Trump’s Lust

Donald J. Trump has been lustful lifelong. Lifelong he has lusted for money and power; sex and success; women and attention.  But, lifelong, a single lust has transcended the others – his lust for money.

In a book titled Leaders Who Lust, my coauthor and I defined lust this way. A psychological drive that produces intense wanting, even desperately needing to obtain an object, or to secure a circumstance. When the object has been obtained, or the circumstance secured, there is relief, but only briefly.

Soon lust returns, again to be all-consuming. On the plus side a leader who lusts is a force of nature. On the minus side, a leader who lusts is driven by a single passion that crowds out everything, and everyone else.  

Since he first ran for president of the United States in 2015 it has been widely assumed that Trump’s overweening desire was for power. During the first year of his second term this assumption was reinforced by his unyielding demand for abject loyalty, and that those who denied him be punished.

But Trump’s lust has never been for power. Or at least not power per se. Rather power has always been and it still is a means to an end. A means for him to satisfy his lust which is for money, not policy.  

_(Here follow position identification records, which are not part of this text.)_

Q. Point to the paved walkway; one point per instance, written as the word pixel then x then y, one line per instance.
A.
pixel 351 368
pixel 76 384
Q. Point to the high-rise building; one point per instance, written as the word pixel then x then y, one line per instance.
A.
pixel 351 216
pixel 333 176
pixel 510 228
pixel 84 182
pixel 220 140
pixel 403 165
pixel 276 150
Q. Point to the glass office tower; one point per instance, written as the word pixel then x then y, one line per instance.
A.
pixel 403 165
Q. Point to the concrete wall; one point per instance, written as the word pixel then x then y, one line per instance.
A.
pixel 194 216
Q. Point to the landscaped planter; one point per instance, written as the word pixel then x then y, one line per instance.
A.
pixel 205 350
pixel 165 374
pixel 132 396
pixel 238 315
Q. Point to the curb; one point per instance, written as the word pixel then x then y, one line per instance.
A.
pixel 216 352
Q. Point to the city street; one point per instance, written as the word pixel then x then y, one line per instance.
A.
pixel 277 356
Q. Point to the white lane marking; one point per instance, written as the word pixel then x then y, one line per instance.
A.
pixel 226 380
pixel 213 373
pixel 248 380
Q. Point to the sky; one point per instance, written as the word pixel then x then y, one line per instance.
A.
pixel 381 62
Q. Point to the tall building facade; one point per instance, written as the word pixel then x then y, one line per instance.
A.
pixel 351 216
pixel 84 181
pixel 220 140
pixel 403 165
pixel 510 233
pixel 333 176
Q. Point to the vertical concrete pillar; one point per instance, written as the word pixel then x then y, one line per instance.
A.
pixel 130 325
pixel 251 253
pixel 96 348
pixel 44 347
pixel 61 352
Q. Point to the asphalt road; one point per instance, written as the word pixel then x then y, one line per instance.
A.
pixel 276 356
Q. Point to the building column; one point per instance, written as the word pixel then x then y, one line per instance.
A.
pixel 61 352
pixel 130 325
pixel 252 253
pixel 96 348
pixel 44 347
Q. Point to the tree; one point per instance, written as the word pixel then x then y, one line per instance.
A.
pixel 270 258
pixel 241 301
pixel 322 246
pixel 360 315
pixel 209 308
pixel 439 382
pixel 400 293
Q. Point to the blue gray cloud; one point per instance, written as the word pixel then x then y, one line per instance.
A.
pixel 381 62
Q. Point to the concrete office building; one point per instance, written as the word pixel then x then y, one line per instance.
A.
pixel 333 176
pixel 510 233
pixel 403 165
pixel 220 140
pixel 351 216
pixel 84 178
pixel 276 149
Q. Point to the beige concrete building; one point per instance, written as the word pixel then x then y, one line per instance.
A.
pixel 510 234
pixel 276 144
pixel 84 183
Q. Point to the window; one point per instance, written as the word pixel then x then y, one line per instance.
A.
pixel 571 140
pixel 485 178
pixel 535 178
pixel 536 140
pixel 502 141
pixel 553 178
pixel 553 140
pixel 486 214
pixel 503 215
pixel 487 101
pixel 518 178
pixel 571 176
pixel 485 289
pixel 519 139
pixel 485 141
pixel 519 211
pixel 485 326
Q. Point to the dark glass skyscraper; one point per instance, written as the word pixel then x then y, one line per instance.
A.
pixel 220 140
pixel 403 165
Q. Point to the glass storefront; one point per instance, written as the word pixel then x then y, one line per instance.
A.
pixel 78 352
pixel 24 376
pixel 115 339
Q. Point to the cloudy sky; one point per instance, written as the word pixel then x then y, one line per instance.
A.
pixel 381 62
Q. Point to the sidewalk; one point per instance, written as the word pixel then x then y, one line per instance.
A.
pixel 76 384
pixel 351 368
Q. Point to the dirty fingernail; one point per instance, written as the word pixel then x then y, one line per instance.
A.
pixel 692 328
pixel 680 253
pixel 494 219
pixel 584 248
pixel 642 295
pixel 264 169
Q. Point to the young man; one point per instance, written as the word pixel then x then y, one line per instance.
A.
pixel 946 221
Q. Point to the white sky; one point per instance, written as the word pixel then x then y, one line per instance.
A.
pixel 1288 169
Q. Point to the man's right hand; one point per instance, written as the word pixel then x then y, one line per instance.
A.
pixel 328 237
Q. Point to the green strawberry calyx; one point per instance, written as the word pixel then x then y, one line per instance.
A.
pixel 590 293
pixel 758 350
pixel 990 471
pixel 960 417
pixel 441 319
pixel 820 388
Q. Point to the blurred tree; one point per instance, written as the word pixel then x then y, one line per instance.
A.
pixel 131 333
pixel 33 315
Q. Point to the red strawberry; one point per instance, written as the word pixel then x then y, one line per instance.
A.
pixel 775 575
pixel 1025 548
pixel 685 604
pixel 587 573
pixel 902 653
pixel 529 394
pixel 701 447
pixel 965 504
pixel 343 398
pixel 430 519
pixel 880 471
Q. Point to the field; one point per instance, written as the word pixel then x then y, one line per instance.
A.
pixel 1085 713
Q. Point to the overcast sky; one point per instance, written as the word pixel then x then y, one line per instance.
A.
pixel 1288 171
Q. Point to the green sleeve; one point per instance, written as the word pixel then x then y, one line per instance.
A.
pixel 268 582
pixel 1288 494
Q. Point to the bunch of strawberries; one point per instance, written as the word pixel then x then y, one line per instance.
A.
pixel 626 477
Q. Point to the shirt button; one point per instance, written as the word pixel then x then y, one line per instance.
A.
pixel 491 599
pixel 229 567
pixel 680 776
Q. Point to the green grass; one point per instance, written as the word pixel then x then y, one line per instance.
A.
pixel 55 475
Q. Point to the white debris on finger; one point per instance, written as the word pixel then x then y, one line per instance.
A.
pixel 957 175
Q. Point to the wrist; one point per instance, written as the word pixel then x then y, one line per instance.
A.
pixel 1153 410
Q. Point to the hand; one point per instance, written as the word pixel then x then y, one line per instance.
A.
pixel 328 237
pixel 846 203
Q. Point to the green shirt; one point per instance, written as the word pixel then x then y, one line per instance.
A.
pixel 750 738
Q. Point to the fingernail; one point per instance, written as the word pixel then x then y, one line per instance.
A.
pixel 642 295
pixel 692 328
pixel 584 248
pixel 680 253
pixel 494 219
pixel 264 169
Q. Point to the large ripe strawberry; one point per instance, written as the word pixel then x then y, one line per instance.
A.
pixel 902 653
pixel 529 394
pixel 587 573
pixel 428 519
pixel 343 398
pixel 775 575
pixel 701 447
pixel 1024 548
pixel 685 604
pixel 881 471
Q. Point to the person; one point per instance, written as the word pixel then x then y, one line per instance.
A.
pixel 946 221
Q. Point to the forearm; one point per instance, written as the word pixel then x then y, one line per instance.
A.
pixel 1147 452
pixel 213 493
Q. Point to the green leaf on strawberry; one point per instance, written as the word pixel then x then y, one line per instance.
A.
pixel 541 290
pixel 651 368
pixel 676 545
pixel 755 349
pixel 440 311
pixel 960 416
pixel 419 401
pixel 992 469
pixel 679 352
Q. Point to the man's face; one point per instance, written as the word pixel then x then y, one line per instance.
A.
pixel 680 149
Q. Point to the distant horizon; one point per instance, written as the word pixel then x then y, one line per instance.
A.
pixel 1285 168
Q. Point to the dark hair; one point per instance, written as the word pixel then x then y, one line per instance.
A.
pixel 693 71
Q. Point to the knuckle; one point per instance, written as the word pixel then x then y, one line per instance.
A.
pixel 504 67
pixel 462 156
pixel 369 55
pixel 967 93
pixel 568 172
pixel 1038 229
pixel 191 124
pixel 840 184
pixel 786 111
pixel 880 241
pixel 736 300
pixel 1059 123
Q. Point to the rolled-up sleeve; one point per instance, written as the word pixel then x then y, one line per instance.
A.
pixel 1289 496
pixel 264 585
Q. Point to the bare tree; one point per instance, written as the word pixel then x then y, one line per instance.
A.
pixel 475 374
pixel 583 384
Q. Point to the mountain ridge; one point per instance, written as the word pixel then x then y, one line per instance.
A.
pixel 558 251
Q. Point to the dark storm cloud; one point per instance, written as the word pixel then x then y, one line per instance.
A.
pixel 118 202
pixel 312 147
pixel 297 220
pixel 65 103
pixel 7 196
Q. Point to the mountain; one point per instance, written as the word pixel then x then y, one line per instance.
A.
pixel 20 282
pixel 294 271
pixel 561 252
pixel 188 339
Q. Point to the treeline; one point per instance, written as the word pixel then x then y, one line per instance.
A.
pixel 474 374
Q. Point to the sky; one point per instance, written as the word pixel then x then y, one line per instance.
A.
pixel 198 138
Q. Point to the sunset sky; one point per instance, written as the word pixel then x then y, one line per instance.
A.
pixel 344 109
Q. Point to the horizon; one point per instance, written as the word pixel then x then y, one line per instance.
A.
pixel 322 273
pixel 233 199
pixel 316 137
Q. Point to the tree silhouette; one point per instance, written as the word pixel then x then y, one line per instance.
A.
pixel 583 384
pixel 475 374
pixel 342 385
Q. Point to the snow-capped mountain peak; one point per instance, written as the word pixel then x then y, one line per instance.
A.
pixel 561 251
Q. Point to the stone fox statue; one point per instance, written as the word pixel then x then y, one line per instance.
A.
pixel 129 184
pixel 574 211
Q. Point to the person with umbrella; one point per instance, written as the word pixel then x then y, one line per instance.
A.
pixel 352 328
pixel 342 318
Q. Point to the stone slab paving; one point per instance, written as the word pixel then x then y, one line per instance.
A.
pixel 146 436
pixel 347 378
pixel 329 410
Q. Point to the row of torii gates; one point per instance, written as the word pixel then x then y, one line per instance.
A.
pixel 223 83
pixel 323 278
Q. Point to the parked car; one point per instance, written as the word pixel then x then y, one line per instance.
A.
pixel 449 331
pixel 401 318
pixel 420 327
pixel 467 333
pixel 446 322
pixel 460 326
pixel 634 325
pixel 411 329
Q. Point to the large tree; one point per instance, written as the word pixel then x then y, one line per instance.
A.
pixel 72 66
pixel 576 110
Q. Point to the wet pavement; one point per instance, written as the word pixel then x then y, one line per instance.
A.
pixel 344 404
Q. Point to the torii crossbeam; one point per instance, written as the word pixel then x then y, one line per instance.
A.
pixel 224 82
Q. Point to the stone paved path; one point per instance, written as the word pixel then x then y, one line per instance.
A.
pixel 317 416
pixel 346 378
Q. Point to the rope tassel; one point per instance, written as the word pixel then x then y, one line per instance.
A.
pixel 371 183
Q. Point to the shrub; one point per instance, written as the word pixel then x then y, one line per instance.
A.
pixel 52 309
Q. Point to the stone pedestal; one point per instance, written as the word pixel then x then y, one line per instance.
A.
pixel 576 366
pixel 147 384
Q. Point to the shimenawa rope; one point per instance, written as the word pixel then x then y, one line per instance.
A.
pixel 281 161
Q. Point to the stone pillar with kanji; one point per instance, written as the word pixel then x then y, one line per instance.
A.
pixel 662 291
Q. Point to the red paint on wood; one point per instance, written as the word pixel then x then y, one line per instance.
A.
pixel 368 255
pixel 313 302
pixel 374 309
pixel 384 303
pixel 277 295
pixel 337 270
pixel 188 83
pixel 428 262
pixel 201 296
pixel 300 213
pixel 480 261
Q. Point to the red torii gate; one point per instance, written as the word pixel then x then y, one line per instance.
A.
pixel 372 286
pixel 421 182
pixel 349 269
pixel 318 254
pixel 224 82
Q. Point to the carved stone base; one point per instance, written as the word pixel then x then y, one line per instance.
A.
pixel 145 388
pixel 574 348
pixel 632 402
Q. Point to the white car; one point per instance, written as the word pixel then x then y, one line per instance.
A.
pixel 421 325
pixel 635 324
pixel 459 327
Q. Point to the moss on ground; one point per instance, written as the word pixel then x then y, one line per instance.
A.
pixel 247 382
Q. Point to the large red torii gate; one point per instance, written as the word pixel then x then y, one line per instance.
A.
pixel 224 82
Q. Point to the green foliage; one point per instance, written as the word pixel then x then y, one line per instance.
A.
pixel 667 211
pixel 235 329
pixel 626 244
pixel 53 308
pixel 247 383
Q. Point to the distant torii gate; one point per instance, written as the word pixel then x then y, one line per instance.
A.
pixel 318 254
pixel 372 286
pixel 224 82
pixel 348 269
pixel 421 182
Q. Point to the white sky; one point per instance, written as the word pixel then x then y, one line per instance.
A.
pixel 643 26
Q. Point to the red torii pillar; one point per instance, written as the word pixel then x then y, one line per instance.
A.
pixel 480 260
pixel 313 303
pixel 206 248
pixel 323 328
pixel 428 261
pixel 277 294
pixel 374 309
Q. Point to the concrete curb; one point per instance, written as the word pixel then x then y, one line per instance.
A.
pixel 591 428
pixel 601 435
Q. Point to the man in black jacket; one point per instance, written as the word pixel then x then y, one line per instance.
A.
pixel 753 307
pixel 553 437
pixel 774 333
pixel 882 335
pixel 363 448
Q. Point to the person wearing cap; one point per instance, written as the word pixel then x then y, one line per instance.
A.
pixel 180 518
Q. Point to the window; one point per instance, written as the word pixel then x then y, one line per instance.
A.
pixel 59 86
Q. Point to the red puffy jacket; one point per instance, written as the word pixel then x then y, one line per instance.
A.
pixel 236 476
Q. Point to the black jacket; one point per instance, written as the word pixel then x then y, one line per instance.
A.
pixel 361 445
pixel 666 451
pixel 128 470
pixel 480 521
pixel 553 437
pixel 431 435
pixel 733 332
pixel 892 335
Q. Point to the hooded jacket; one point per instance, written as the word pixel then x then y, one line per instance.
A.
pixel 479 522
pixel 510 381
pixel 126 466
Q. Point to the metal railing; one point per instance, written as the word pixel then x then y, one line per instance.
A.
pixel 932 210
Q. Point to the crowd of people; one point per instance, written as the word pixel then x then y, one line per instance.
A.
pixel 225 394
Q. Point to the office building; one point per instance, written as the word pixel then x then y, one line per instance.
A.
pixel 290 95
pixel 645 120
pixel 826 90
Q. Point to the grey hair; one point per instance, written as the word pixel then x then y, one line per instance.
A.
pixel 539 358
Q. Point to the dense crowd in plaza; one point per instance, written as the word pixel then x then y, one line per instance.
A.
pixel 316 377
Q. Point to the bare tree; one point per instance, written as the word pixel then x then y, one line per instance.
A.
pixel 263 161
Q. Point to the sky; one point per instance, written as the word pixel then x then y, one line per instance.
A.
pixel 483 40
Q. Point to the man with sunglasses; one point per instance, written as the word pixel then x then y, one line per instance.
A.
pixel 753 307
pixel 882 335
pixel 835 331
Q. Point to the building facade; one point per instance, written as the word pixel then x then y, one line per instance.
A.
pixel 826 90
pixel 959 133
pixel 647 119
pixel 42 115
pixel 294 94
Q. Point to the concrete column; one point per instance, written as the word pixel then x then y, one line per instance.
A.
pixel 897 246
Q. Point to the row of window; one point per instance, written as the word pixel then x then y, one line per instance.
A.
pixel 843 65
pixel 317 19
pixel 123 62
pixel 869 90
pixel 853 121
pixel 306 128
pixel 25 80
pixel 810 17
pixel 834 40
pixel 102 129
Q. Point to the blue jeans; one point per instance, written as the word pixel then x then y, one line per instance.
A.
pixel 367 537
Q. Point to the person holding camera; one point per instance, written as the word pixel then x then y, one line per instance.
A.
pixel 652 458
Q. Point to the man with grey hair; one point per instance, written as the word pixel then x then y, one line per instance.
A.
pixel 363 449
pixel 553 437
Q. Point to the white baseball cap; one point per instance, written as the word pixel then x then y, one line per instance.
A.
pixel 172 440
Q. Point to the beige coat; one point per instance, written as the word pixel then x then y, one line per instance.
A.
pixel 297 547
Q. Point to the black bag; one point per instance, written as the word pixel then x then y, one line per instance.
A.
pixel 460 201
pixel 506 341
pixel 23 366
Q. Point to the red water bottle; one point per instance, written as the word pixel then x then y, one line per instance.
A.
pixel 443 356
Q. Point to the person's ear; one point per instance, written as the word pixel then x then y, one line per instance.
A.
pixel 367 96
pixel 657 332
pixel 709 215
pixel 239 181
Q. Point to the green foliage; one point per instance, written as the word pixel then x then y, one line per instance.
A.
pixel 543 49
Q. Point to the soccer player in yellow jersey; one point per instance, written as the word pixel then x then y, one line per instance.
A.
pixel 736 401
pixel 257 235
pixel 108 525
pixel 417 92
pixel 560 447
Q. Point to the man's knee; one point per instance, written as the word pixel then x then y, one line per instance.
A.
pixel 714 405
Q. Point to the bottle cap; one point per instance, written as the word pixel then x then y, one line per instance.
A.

In the last 24 hours were shock and awe at the revelation that in 2025 Trump’s revenue jumped to at least $2.2 billion – staggeringly more than it was before he became president a second time. And, obviously, staggeringly more than any other president in American history.

People are wringing their hands, seemingly stunned by what Trump himself has trumpeted as long as he’s been in the public eye. When he first ran for president, in 2016, Trump gleefully boasted, “My whole life I’ve been greedy, greedy, greedy. I’ve grabbed all the money I could get. I’m so greedy.” And once he won the White House, the edifice itself has testified to his obsession with abundance and affluence. All that gilt, all that gold? Silent signs of Trump’s lust.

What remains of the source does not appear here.